Sir we are not use to scilab and Xcos. So are there any handwritten method for getting total energy value.For example I calculated the Power but now we need to integrate so what limits we must put. Please guide me for the same. Trying to figure it out from past few days. So please help regarding the same. Thank you.

## Mudit Verma

what are the limits of the integral in the accleration and braking energy calculation??

## Anthony Stark

The integration is discrete, not continuous. The 1/z blocks are not Integration blocks but Unit Delay blocks. To answer your question, there is no limit put on the integration.

## Samir darji

Thank you so much for your article, it is very useful for my study. But I need help to make Xcos block. In XCos block, I am confused in expression block. What is “ul^2”?

Please help as soon as possible

## Anthony Stark

Hi,

That is not “ul” but “u1” and is the input of block (vehicle speed).

## Georg

Hi!

Just tried to rebuild your work but I have to admit that I´m struggeling to load the WLTC data into a “variable” and then use it within the XCOS module.
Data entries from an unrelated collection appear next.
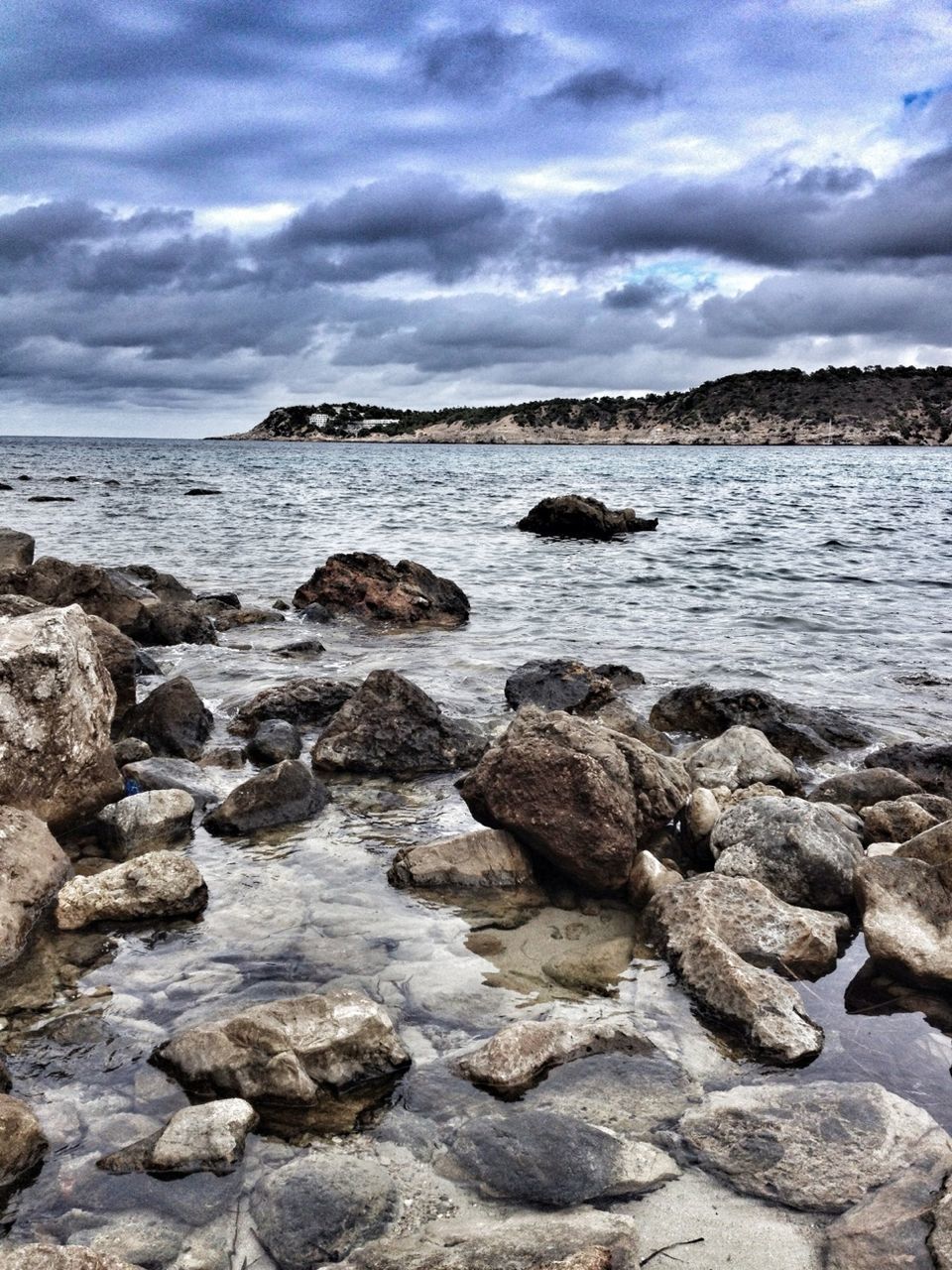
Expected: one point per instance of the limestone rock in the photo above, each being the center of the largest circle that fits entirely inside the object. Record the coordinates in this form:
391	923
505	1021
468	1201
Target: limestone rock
159	884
Please could you help me out and explain how you load the cycle data into scilab?

Many thanks in advance!

@Ernesto: The WLTC data can be found here:

http://www.unece.org/fileadmin/DAM/trans/doc/2012/wp29grpe/WLTP-DHC-12-07e.xls

## Anthony Stark

Hi Georg,

I’ve wrote a new article explaining how to import the data from the *.xls file:

https://x-engineer.org/graduate-engineering/programming-languages/scilab/how-to-import-xls-data-into-scilab-and-xcos/

Enjoy!

## Georg Heym

Hi Anthony,

thanks for the additional info!

With your method everything works just fine.

Meanwhile I used:

M = csvRead(‘Doc1.csv’)

V.time=(1:1801)’;

V.values=(M);

B = csvRead(‘Doc2.csv’)

D.time=(1:1801)’;

D.values=(B);

whre M is the speed and B the accelartion.

## Shane Smith

Is it possible to get the SciLab files for research purposes ? (MPhil. Applied Physics)

## Shrikant

What is procedure to calculate energy consumption for low power vehicles PWr<22?

## Ernesto Tur

Dear

Great job you’ve published, I am a student of Mechanical Engineering in Argentina.
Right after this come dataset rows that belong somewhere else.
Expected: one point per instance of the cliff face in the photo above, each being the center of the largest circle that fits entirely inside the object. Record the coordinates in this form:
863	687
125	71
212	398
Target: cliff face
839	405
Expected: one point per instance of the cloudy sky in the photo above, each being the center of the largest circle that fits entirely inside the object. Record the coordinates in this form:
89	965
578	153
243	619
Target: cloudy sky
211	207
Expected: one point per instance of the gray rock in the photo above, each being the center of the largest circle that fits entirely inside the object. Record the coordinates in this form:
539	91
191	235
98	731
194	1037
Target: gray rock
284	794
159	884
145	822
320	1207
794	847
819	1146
Would you be so kind as to give me the speed-time value of the WLTP, which you typed as WLTP.time WLTP.value ?

I have spent time looking for the information, but if you can provide it to me, it would help me a lot.

Kind regards

Erensto

## MM

hello,

this is really great & extensive article.

Is it possible to download the Xcos files?. Being a bigginer in X cos, i find it very difficult to do it quickly.